Join us in Atlanta on April 10th as we take a look at the security workforce landscape. Let’s explore the vision, benefits, and use cases of AI for security teams. Request an invitation here.
A new study from Google's DeepMind research division finds that artificial intelligence systems can outperform human fact-checking systems when assessing the accuracy of information generated from large-scale language models.
The paper, titled “Long-form Factuality in Large Language Models,” published on the preprint server arXiv, introduces a method called Search-Augmented Factuality Evaluator (SAFE). SAFE uses large-scale language models to classify generated text into individual facts, then uses Google search results to verify the accuracy of each claim.
“SAFE leverages LLM to break down long-form responses into a series of individual facts, send queries to Google Search, and evaluate the accuracy of each fact using a multi-step reasoning process that determines whether the facts are supported by Google Search. .Search results,” the author explained.
'Superhuman' acting controversy sparks
Researchers compared SAFE with human annotators on a dataset of approximately 16,000 facts and found that SAFE's ratings matched human ratings 72% of the time. More notably, in a sample of 100 discrepancies between SAFE and human raters, SAFE's judgments were found to be correct in 76% of cases.
VB events
AI Impact Tour – Atlanta
invitation request
Although the paper claims that “LLM agents can achieve superhuman assessment performance,” some experts question what “superhuman” really means here.
Gary Marcus, a prominent AI researcher and frequent critic of exaggerated claims, suggested on Twitter that “superhuman” in this case may simply “mean better than a low-paid crowd worker rather than a truly human fact-checker.”
“It makes the characterization misleading,” he said. “It’s like saying chess software in 1985 was superhuman.”
Marcus raises a valid point. To truly demonstrate superhuman performance, SAFE must be benchmarked against professional human fact-checkers as well as crowdsourcing workers. The specific details of human evaluators, including qualifications, compensation, and fact-checking processes, are important to properly contextualize results.
Reduce costs and benchmark top models
One of the obvious advantages of SAFE is its cost. Researchers found that using an AI system is about 20 times cheaper than using human fact-checkers. As the amount of information generated by language models continues to explode, it will become increasingly important to have economical and scalable ways to verify claims.
The DeepMind team used SAFE to evaluate the factual accuracy of 13 high-level language models across four families (Gemini, GPT, Claude, and PaLM-2) in a new benchmark called LongFact. Their results indicate that larger models generally produce fewer counterfactual errors.
However, even the best performing models generated a significant number of false claims. This highlights the danger of relying too heavily on language models that can fluently represent inaccurate information.
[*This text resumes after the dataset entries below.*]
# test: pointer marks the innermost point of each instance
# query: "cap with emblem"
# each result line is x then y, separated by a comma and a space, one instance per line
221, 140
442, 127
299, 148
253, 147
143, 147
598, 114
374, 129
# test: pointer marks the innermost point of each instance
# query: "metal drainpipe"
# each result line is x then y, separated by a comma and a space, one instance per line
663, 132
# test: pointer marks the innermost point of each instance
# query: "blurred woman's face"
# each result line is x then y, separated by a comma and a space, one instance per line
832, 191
Automated fact-checking tools like SAFE can play an important role in mitigating these risks.
Transparency and human baselines are important
The SAFE code and LongFact dataset are open sourced on GitHub so other researchers can scrutinize and build on the work, but more transparency is still needed about the human criteria used in the study. To assess SAFE's capabilities in the appropriate context, it is essential to specifically understand the backgrounds and processes of crowd workers.
As tech giants race to develop more powerful language models for applications ranging from search to virtual assistants, the ability to automatically fact-check the output of these systems could play a pivotal role. Tools like SAFE represent an important step toward building new layers of trust and accountability.
However, it is important that the development of these important technologies is done openly, beyond the walls of a single company, and with input from a wide range of stakeholders. To measure true progress, rigorous and transparent benchmarking of human experts, not just crowdwork, is essential. Only then can we measure the real-world impact of automated fact-checking in the fight against misinformation.